Since $10^H$ is an infinite number, its reciprocal $10^{-H}$ is an infinitesimal number. Now, since we want to express real number $0.\overline{9}$ into another real representation, we need to use $\mathrm{st}(\cdot)$ to prove our thesis:

$0.\overline{9} = \mathrm{st}\left(1 - 10^{-H}\right) = 1$

Leibniz’s Law of Continuity basically states that: “Whatever works for $\mathbb{R}$, also works for ${}^\ast\mathbb{R}$”. This allows us to extend many concepts from $\mathbb{R}$ to ${}^\ast\mathbb{R}$, like, for example, the fact that if $a,b \in \mathbb{R}$ then $a + b \in \mathbb{R}$, which is a basic consequence of the fact that $\mathbb{R}$ is a field. And since $\mathbb{R}$ is a field, by the Law of Continuity, also ${}^\ast\mathbb{R}$ is, hence implying that: $H_1,H_2 \in {}^\ast\mathbb{R} \implies H_1+H_2 \in {}^\ast\mathbb{R}$. This proves why $1 - 10^{-H}$ is an hyperreal number given as the sum of two hyperreal numbers (every real number can be considered an hyperreal number whose standard part is the same as the number itself).
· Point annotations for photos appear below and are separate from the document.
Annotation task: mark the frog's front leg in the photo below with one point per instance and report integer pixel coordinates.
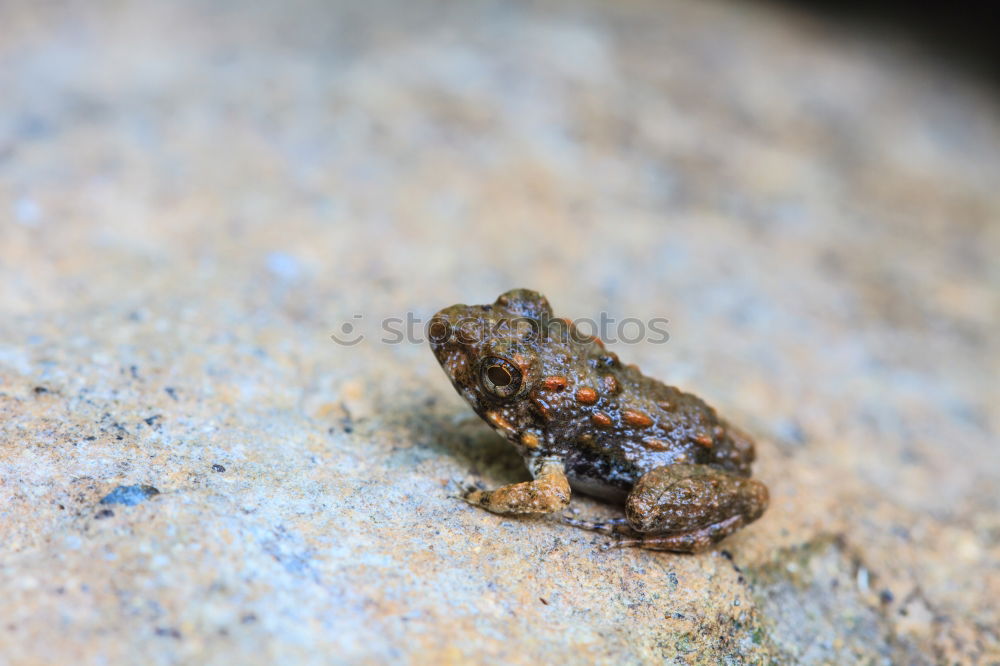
(686, 508)
(549, 492)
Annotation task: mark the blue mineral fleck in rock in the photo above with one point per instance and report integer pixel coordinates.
(129, 495)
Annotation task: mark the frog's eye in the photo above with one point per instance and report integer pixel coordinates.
(500, 377)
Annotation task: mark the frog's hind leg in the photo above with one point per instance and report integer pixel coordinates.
(687, 508)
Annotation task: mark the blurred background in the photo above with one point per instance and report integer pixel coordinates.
(195, 196)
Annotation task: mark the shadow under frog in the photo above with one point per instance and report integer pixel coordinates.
(582, 421)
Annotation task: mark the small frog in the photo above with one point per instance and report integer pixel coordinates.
(583, 420)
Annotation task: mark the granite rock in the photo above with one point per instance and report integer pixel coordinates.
(194, 197)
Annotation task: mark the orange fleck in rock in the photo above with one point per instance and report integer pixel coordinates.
(586, 396)
(498, 420)
(655, 444)
(637, 419)
(601, 420)
(554, 383)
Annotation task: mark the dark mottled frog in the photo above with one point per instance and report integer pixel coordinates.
(583, 420)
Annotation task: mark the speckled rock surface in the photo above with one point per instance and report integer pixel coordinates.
(193, 198)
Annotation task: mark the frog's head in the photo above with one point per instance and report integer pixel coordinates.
(494, 355)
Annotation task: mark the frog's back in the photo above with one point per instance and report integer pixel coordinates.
(639, 423)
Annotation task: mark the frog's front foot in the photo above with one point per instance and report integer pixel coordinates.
(548, 493)
(687, 508)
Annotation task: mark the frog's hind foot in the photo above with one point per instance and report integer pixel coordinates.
(683, 542)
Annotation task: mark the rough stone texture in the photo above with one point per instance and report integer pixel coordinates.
(193, 197)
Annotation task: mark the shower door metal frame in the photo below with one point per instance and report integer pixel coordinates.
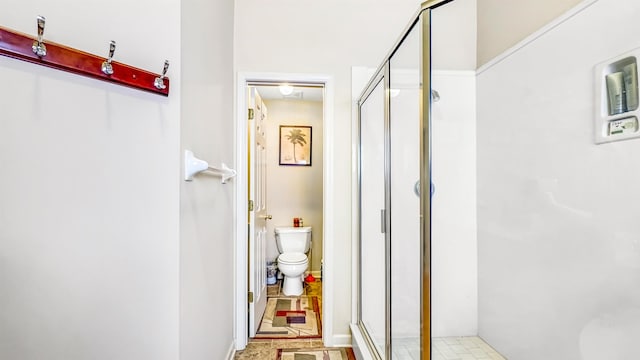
(383, 74)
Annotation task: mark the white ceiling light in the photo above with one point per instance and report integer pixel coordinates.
(286, 89)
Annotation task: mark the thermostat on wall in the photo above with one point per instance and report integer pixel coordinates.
(623, 126)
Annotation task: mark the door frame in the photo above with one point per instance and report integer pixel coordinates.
(241, 287)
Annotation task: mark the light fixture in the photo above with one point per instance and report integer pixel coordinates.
(286, 89)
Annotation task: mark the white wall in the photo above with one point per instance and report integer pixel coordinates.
(295, 191)
(207, 206)
(557, 215)
(502, 24)
(89, 190)
(454, 266)
(454, 35)
(323, 38)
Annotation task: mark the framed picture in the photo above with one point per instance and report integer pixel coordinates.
(295, 145)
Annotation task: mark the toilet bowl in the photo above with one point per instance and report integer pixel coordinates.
(292, 266)
(293, 243)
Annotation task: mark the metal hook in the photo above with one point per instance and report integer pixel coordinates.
(38, 46)
(159, 82)
(107, 69)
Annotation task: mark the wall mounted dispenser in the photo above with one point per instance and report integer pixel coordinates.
(617, 112)
(193, 166)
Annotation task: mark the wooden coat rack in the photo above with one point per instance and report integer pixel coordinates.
(37, 51)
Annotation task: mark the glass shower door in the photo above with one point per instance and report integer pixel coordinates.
(372, 203)
(405, 126)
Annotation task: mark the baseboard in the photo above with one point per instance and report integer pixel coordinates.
(340, 340)
(231, 353)
(360, 348)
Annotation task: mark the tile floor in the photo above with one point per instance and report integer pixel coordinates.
(268, 349)
(447, 348)
(260, 349)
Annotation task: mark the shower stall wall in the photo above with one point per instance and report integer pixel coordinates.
(394, 203)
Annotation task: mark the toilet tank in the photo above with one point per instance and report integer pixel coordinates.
(293, 239)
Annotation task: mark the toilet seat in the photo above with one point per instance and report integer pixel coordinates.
(292, 258)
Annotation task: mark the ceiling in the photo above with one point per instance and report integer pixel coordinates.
(272, 92)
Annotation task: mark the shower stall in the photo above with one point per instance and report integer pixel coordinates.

The fact that $\mathrm{st}\left(1 - 10^{-H}\right) = 1$ comes from the way $\mathrm{st}(\cdot)$ works in the special case of the sum between a real and an infinitesimal number:

$\mathrm{st}\left( x + H \right) = x, \forall x \in \mathbb{R}, \forall H \in {}^\ast\mathbb{R}$

The round off will exclude the infinitesimal component in the sum, leaving only the finite factor in the sum.

## Some phylosophical facts

It might still come as a surprise that $0.\overline{9} = 1$ and it is perfectly normal (especially if you just finished reading the last paragraph). But this is not anything strange at all. Mathematics is made of models, each of which targets a specific problem. In Number Theory, we have Natural Numbers and Decimal Numbers; these two models describe two different kinds of numbers, but sometimes the same number can be described by more models (and this is good as it proves that the different models we have built align with each other).

So, basically number $1$ can be described as both a natural number and a decimal number. And this is not valid for $1$ only: every $n \in \mathbb{N}$ (with $n \neq 0$) can have such dual description. The following equations are all true: $1.\overline{9} = 2$, $2.\overline{9} = 3$, and so on. The proof is simple as every $n > 1$ can be represented as:

$n = 1 + (n - 1) = 0.\overline{9} + (n - 1) = [n-1].\overline{9}$

And that’s one of the reasons why I love Math!